Foundations Of Cognitive Science

Poverty Of The Stimulus

Why did Chomsky use the ability to account for language learning as a defining characteristic of explanatory adequacy?  It was because Chomsky realized that language learning faced a key problem known as the poverty of the stimulus.  The poverty of the stimulus argument is the claim that primary linguistic data (i.e. the linguistic utterances heard by a child) do not contain enough information to uniquely specify the grammar used to produce them.  “It seems that a child must have the ability to ‘invent’ a generative grammar that defines well-formedness and assigns interpretations to sentences even though the primary linguistic data that he uses as a basis for this act of theory construction may, from the point of view of the theory he constructs, be deficient in various respects” (Chomsky, 1965, p. 201).  The poverty of the stimulus is responsible for formal proofs that text learning of a language is not possible if the language is defined by a complex grammar (Gold, 1967; Pinker, 1979; Wexler & Culicover, 1980).  It is the equivalent in linguistics to what is known as the problem of underdetermination in vision (Marr, 1982).

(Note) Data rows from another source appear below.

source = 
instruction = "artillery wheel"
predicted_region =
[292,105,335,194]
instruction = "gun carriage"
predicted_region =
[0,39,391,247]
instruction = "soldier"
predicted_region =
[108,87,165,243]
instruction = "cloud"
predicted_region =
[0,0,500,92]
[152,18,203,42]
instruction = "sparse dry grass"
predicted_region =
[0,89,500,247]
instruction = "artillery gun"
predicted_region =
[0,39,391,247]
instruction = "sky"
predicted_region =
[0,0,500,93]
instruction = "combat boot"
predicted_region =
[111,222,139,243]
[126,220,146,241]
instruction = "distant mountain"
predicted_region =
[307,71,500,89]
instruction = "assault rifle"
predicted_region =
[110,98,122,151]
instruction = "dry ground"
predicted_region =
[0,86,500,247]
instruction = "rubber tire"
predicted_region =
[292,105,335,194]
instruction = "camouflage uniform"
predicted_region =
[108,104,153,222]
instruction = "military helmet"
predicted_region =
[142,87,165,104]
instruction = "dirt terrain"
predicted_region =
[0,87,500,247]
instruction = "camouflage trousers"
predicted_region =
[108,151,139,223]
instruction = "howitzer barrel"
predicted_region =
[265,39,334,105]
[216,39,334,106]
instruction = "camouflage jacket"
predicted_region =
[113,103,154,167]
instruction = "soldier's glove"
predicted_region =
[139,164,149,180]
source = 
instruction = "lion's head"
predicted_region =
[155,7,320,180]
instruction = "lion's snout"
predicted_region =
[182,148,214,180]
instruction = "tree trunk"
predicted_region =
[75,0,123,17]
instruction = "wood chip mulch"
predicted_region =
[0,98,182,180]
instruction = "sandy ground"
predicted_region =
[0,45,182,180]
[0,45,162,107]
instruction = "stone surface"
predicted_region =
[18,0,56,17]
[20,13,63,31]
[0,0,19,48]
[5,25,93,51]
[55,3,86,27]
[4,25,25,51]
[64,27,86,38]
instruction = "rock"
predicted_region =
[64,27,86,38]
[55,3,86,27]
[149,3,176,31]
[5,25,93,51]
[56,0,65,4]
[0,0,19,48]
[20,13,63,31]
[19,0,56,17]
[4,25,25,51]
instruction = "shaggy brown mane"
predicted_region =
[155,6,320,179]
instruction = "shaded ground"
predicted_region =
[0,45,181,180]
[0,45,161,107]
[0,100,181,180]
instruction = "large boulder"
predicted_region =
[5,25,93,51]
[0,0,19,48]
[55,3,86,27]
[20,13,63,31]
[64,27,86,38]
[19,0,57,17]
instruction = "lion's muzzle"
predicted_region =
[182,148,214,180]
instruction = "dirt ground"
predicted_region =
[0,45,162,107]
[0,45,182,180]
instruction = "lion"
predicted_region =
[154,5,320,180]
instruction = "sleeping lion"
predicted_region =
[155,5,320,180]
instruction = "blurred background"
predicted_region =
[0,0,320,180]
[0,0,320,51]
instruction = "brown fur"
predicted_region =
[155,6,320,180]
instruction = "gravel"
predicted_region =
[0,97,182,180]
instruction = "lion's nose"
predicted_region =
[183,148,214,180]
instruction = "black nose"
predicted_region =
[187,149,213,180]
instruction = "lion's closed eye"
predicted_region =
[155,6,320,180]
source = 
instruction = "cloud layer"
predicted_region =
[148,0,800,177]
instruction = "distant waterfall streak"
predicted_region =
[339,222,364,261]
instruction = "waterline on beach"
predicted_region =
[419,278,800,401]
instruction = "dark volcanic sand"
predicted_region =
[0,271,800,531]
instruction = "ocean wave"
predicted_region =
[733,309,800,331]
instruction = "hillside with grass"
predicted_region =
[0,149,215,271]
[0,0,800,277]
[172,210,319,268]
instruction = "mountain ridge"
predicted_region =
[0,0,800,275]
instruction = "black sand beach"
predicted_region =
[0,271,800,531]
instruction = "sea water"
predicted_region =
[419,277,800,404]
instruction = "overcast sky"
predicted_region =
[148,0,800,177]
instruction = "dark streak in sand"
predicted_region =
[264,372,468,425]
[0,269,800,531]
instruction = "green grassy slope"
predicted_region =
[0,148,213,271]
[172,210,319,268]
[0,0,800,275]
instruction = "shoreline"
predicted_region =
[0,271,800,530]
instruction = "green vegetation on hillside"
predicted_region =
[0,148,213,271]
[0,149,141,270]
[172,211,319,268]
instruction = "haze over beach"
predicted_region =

  1. Chomsky, N. (1965). Aspects Of The Theory Of Syntax. Cambridge, MA: MIT Press.
  2. Gold, E. M. (1967). Language identification in the limit.  Information and Control, 10, 447-474.
  3. Marr, D. (1982). Vision. San Francisco, Ca.: W.H. Freeman.
  4. Pinker, S. (1979). Formal models of language learning. Cognition, 7, 217-283.
  5. Wexler, K., & Culicover, P. W. (1980). Formal Principles Of Language Acquisition. Cambridge, MA: MIT Press.